- Dołączył: 2011-04-23
- Miasto:
- Liczba postów: 36
21 maja 2012, 19:55
Jak myślicie? Czy chamscy mężczyźni mają większe powodzenie u kobiet? Ja uważam, że odpowiedź na to pytanie jest prosta: nie. I koniec. Żadne "ale może jednak?" albo "wyjątki potwierdzają regułę". Nie i basta. Nie lubimy ani chamów, ani prostaków, nie mówiąc już o przygłupach. Ale niegrzeczni chłopcy... to zupełnie coś innego. Jeśli ktoś jest ciekawy mojej opinii - WIĘCEJ .

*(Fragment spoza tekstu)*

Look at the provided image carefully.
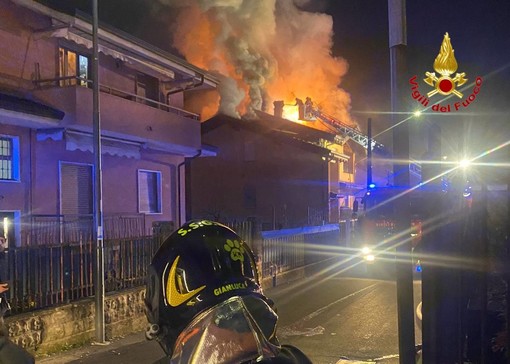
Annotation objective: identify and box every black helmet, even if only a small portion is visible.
[141,220,266,354]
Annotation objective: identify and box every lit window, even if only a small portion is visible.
[59,48,90,86]
[138,170,161,214]
[0,135,19,181]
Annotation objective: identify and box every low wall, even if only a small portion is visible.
[5,287,147,356]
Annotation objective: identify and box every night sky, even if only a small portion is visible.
[41,0,510,168]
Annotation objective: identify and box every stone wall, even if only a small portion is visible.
[5,287,147,356]
[5,260,328,356]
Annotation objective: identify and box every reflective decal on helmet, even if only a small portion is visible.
[163,256,205,307]
[177,220,220,236]
[214,282,248,296]
[223,239,244,262]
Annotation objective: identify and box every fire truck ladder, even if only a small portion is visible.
[305,107,385,153]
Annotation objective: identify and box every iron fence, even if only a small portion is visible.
[0,236,161,314]
[24,214,150,246]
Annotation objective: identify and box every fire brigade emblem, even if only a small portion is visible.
[424,33,467,98]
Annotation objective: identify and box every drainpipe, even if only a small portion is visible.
[177,149,202,226]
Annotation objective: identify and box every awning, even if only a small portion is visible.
[37,129,142,159]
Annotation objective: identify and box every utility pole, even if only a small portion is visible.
[367,118,372,191]
[388,0,416,364]
[92,0,106,343]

A co Wy o tym myślicie? Wolicie mężczyzn, którzy nie mają zbyt dużego szacunku do kobiet, czy wolicie niegrzecznych, ale wychowanych? A może podobają Wam się mężczyźni, którzy całkowicie poddają się Waszej woli? Jestem ciekawa Waszych opinii na ten temat.
- Dołączył: 2012-04-02
- Miasto: Łódź
- Liczba postów: 577
21 maja 2012, 19:58
W rzeczywistości - nie lubię chamów.
Ale jakoś w książkach cholernie lubię takich facetów...
niegrzeczni, ale wychowani są spoko :)
- Dołączył: 2011-04-23
- Miasto:
- Liczba postów: 36
21 maja 2012, 20:00
60days napisał(a):
W rzeczywistości - nie lubię chamów.Ale jakoś w książkach cholernie lubię takich facetów... niegrzeczni, ale wychowani są spoko :)
Mam podobnie! W książkach i filmach są okej, nadaje to większej autentyczności danej historii, ale jak spotykam się z takimi w realu, to... brr, jest dla mnie stracony od razu.
Edytowany przez mysia.93 21 maja 2012, 20:00
- Dołączył: 2012-04-22
- Miasto: Sydney
- Liczba postów: 1130
21 maja 2012, 20:01
haha, dokładnie tak samo jak 60days- w filmach, książkach to moi ulubieni bohaterowie, ale w realnym życiu kopnęłabym takiego chama w... no. oby dalej od takich!
- Dołączył: 2011-09-02
- Miasto: Lublin
- Liczba postów: 1595
21 maja 2012, 20:05
Cham na nie-ani w ksizce aniw filmie, tym bardziej w prawdziwym zyciu oko w oko. Ale jesli mowimy o tym drugim to calkiem inna historia. Ja to chyba bede miala ciezkie zycie bo nie lubie jesli chlopak jest zbyt grzeczy, zbyt mily i co gorsza(!) krepuje sie przy mnie lub jest "zawstydzony". Wychodze z zalozenia ze to chlopak/mezczyzna powinien grac pierwsze skrzypce a ja oblewac sie rumience od gory do dolu koniec kropka :D
- Dołączył: 2011-04-23
- Miasto:
- Liczba postów: 36
21 maja 2012, 20:41
Hrisnowflakesto napisał(a):
Wychodze z zalozenia ze to chlopak/mezczyzna powinien grac pierwsze skrzypce a ja oblewac sie rumience od gory do dolu koniec kropka :D
To widzę masz tradycyjne poglądy ;) Teraz już się odchodzi od tych założeń, często dziewczyny robią pierwszy krok, ale nie ukrywam, że sama też uważam, że większość inicjatywy powinna należeć do chłopaka ;)
A nie spotkałyście się może z jakimiś koleżankami, które są z chłopakiem - prawdziwym chamem, ale nic z tym nie robią? Zastanawiam się, czy w ogóle takie dziewczyny to zauważają?